Pameran Keliling Madura dan Kalimantan
Karya mutlak menjadi pembuktian bagi mereka yang menyandang sebutan seniman. Kalimat ini memang tak bisa ditawar, dan berlaku pada Ir. Selepas menamatkan pendidikan di ISI tahun 1989, ia memutuskan tetap bertahan di Yogyakarta.
Ir dihadapkan pada dunia seni lukis yang sesungguhnya. Dunia dimana ia bisa bebas melihat karya pelukis lain, bebas mengkritisi lukisan seniman lain, juga bebas berekspresi lewat kecekatan tangan mengggoresan puas pada kanvas. Kebebasan ini tentu menjadi pengalaman berharga guna memperkaya wawasan serta mematangkan kualitas karya.
Keputusan untuk bertahan beberapa tahun lagi di Yogyakarta memang kerap dilakukan oleh mereka yang masih fresh graduate, atau baru saja menyandang status sarjana ISI. Predikat kota gudangnya seniman yang melekat pada Yogyakarta mengundang keingintahuan para lulusan ISI untuk lebih mendalami ilmu yang baru didapat di bangku kuliah.
Kesempatan ini pun dimanfaatkan Ir.

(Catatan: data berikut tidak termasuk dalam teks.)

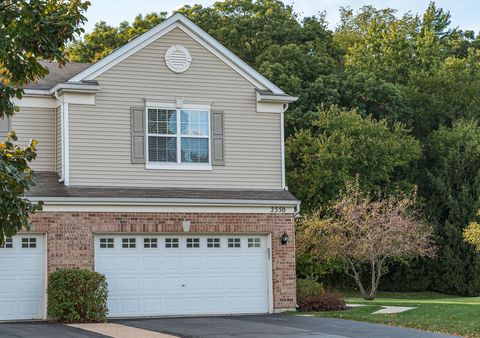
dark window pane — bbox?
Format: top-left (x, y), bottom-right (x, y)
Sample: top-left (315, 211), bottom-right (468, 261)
top-left (148, 136), bottom-right (177, 162)
top-left (180, 110), bottom-right (208, 136)
top-left (148, 109), bottom-right (177, 135)
top-left (182, 137), bottom-right (208, 163)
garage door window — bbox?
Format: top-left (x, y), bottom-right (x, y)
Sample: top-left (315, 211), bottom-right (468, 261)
top-left (248, 238), bottom-right (260, 248)
top-left (228, 238), bottom-right (240, 248)
top-left (22, 237), bottom-right (37, 248)
top-left (187, 238), bottom-right (200, 248)
top-left (100, 238), bottom-right (114, 249)
top-left (122, 238), bottom-right (135, 249)
top-left (143, 238), bottom-right (158, 249)
top-left (207, 238), bottom-right (220, 248)
top-left (165, 238), bottom-right (178, 248)
top-left (0, 238), bottom-right (13, 249)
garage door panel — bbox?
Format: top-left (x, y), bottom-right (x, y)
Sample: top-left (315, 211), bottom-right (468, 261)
top-left (118, 277), bottom-right (139, 292)
top-left (95, 235), bottom-right (268, 317)
top-left (0, 235), bottom-right (45, 320)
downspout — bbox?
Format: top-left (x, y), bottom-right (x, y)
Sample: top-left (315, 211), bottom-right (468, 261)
top-left (55, 91), bottom-right (70, 187)
top-left (54, 91), bottom-right (65, 182)
top-left (280, 104), bottom-right (288, 190)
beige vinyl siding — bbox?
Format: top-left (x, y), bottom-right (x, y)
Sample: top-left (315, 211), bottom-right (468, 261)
top-left (69, 28), bottom-right (281, 189)
top-left (55, 107), bottom-right (62, 177)
top-left (12, 108), bottom-right (55, 171)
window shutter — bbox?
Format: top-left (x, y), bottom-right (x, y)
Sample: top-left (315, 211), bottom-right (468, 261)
top-left (130, 107), bottom-right (145, 163)
top-left (212, 110), bottom-right (225, 165)
top-left (0, 117), bottom-right (10, 138)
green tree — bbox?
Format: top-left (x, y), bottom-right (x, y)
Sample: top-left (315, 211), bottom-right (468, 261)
top-left (463, 210), bottom-right (480, 251)
top-left (286, 107), bottom-right (421, 210)
top-left (0, 0), bottom-right (89, 244)
top-left (421, 121), bottom-right (480, 295)
top-left (65, 12), bottom-right (167, 63)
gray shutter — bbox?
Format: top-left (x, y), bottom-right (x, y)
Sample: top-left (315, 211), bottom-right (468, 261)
top-left (130, 107), bottom-right (145, 163)
top-left (0, 117), bottom-right (10, 138)
top-left (212, 110), bottom-right (225, 165)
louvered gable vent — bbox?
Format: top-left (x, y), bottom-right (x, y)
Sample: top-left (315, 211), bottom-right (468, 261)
top-left (165, 45), bottom-right (192, 73)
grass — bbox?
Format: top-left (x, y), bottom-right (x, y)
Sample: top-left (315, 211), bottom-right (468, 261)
top-left (300, 292), bottom-right (480, 338)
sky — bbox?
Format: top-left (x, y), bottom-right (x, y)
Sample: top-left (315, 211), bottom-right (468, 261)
top-left (85, 0), bottom-right (480, 33)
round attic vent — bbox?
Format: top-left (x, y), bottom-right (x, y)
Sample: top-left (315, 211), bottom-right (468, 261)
top-left (165, 45), bottom-right (192, 73)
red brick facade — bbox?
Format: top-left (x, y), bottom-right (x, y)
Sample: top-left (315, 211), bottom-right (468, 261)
top-left (31, 212), bottom-right (296, 309)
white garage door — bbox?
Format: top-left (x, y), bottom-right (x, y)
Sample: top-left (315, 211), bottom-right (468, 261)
top-left (95, 235), bottom-right (269, 317)
top-left (0, 235), bottom-right (45, 320)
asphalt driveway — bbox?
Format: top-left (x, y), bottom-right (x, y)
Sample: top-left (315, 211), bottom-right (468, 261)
top-left (115, 315), bottom-right (460, 338)
top-left (0, 322), bottom-right (106, 338)
top-left (0, 315), bottom-right (453, 338)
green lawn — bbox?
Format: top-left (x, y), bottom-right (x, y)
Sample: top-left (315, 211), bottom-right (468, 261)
top-left (300, 292), bottom-right (480, 337)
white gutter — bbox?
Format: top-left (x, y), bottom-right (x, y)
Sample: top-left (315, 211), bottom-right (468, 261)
top-left (23, 83), bottom-right (102, 96)
top-left (257, 92), bottom-right (298, 103)
top-left (28, 197), bottom-right (300, 207)
top-left (62, 102), bottom-right (70, 187)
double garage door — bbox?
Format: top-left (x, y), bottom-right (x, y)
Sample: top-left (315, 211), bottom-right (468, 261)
top-left (95, 235), bottom-right (269, 317)
top-left (0, 235), bottom-right (270, 321)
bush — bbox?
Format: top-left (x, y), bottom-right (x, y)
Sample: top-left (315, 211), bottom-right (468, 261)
top-left (297, 279), bottom-right (325, 303)
top-left (298, 293), bottom-right (347, 312)
top-left (48, 269), bottom-right (108, 322)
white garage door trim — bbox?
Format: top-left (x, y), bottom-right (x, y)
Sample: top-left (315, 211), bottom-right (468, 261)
top-left (95, 233), bottom-right (273, 317)
top-left (0, 234), bottom-right (47, 321)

Sembari menuangkan imajinasinya lewat lukisan, ia bekerja sebagai penjaga rumah agar bisa bertahan hidup di Kota Gudeg. Beruntung, sang tuan rumah memberi kebebasan baginya untuk berkarya. Hingga kemudian karya-karya Ir ditampilkan pada beberapa acara pameran lukisan yang digelar di seputar Yogyakarta.
Dari Yogyakarta pula, di tahun 1993, tercetus ide mengadakan pameran lukisan keliling Madura. Bukan pameran tunggal, melainkan bertiga. Dua pelukis lain alumni ISI yang berkolaborasi dengan Ir untuk memamerkan karyanya adalah Hendro Suseno (Yogyakarta) dan George Eman (Kupang). Pameran berlangsung selama 15 hari, namun hanya di tiga kota (Bangkalan, Pamekasan, dan Sumenep).